孩子不哭了,抓着饼子就往嘴里塞。妇人愣愣地看着手里的饼,又看看林启,嘴唇哆嗦着,眼泪就下来了。
“谢、谢谢老爷……”
“县衙怎么走?”林启问。
妇人指了指西边:“往前走,过两个路口,拐弯就是。门口有棵老槐树,好认。”
林启点点头,转身上马。
走出几步,他回头看了一眼。妇人还蹲在那里,一手抱着孩子,一手捏着饼子,没吃,只是看着。
陈伍忽然开口:“大人,您心善。”
“不是心善。”林启说,“是看不过去。”
“看不过去的事儿多了。”
“能管一件是一件。”
县衙果然好认。
两扇掉漆的红门,门口的石狮子少了一个脑袋。那棵老槐树倒是真大,树干得三个人合抱,枝叶遮了半条街。只是叶子稀稀拉拉,也快死了。
门口没人。
林启下马,上前叩门环。
铜环生锈了,叩上去声音闷闷的,像敲破锣。
敲了七八下,门才吱呀一声开了条缝。一个头发花白的老头探出半边脸,眯着眼看:“谁啊?”
“新任知县,林启。”
老头愣了一下,忙把门打开,身子躬成虾米:“大、大人……您怎么不提前说一声,小的好准备……”
“准备什么?”林启跨过门槛。
院子里更破。
青石地缝里长满了草,正堂的匾额歪了,上面“明镜高悬”四个字,掉了一个“镜”字。廊下堆着些破桌椅,积了厚厚的灰。

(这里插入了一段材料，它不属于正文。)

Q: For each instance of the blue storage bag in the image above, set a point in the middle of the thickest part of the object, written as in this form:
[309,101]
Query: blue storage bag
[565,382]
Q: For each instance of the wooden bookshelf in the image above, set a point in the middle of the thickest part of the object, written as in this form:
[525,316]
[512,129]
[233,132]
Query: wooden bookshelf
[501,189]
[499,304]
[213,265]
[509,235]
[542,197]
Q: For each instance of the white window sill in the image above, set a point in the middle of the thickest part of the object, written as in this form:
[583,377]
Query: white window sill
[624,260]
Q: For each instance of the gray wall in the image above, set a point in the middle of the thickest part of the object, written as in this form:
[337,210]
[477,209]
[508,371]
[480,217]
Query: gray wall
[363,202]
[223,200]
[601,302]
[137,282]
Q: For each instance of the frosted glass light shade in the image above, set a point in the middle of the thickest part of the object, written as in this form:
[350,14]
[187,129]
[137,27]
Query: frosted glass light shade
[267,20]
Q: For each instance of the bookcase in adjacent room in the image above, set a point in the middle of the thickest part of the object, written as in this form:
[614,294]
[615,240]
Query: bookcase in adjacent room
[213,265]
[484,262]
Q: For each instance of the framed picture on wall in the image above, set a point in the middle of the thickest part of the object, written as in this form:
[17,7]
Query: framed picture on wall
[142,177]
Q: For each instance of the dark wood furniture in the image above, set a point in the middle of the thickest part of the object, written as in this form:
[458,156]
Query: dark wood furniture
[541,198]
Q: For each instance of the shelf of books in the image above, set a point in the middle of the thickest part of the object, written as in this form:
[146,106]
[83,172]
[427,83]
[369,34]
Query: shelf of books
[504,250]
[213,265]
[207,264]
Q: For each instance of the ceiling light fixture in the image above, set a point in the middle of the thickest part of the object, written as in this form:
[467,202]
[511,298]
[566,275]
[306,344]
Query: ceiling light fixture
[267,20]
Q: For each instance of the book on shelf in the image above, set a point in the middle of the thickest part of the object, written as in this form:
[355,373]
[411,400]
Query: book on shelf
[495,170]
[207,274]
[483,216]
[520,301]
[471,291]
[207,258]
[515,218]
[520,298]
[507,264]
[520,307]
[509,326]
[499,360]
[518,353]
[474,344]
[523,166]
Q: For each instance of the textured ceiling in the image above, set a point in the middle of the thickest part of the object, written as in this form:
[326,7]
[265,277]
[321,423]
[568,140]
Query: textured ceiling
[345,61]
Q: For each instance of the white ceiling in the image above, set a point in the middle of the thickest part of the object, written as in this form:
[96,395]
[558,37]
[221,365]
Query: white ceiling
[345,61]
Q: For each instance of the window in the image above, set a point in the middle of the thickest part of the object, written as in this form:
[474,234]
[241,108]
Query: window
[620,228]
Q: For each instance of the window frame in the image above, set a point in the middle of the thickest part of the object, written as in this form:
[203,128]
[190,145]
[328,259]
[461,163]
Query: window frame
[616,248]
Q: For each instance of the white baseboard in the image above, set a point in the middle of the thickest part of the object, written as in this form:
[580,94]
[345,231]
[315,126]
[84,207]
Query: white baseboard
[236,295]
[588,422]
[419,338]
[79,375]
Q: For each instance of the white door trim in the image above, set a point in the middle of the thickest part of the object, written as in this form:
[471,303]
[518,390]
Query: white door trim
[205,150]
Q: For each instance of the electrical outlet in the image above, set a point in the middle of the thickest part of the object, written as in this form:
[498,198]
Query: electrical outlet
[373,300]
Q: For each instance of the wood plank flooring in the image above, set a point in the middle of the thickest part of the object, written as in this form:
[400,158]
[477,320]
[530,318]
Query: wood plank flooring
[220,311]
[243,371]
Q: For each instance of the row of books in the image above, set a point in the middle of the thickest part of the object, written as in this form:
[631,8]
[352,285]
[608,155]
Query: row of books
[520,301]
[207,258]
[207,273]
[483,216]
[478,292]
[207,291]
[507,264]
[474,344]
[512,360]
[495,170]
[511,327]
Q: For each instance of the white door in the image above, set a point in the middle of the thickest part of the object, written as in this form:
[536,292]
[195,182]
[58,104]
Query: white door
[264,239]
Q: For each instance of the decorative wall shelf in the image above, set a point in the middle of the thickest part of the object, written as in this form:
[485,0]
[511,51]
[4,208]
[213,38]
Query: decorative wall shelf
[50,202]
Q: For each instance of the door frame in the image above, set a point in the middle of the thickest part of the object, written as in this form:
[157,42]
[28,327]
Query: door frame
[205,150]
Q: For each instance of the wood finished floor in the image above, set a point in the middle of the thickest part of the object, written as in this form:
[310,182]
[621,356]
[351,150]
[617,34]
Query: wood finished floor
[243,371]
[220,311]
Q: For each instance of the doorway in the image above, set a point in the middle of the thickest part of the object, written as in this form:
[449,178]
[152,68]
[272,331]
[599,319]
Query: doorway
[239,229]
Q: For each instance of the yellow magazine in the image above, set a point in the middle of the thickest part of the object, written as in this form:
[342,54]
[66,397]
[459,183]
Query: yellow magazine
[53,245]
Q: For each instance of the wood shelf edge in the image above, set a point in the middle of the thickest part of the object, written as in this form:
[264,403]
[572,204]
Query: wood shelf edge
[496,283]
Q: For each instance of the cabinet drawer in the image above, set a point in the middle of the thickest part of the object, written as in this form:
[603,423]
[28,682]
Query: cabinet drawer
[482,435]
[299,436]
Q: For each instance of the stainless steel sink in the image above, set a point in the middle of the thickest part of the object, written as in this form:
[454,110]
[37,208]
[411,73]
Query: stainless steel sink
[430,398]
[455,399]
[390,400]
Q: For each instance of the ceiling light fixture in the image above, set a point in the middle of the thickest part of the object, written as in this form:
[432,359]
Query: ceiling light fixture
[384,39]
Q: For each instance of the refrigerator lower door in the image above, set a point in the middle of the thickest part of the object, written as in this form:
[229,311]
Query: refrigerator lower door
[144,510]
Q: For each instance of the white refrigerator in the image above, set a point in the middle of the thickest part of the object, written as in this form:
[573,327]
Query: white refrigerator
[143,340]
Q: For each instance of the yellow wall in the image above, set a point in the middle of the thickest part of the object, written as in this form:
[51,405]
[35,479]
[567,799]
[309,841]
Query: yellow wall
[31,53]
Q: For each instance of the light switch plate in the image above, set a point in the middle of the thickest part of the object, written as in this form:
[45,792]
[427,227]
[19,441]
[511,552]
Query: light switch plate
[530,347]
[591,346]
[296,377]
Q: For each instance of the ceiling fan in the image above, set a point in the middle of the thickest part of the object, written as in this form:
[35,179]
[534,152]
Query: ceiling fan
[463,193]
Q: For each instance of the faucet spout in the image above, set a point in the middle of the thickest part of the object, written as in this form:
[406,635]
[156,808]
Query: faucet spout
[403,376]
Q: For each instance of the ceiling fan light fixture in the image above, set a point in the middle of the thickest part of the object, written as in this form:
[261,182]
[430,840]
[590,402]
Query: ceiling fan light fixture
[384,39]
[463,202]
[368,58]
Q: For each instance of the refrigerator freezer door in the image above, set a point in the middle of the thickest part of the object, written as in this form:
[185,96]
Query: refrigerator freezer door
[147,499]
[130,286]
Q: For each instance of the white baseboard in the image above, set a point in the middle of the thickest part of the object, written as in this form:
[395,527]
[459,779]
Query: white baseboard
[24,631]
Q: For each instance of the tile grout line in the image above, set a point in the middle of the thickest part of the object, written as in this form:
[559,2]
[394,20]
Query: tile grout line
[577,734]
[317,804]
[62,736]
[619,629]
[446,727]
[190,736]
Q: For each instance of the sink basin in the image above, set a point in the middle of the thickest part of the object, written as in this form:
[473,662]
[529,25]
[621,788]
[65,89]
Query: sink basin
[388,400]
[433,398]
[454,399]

老头跟在后面,搓着手:“那什么……周县丞早上还说呢,说大人这几天该到了,让小的们打扫打扫。可、可县里人手少,还没收拾利索……”
“周县丞在吗?”
“在、在后堂。小的去通报?”
“不用。”林启径直往后堂走,“带我过去。”
老头哎哎应着,小跑着在前面引路。
穿过两道月亮门,到了后堂。是个小院,三间正房,还算齐整。院里摆着张石桌,四个石凳,桌上摆着茶壶茶杯。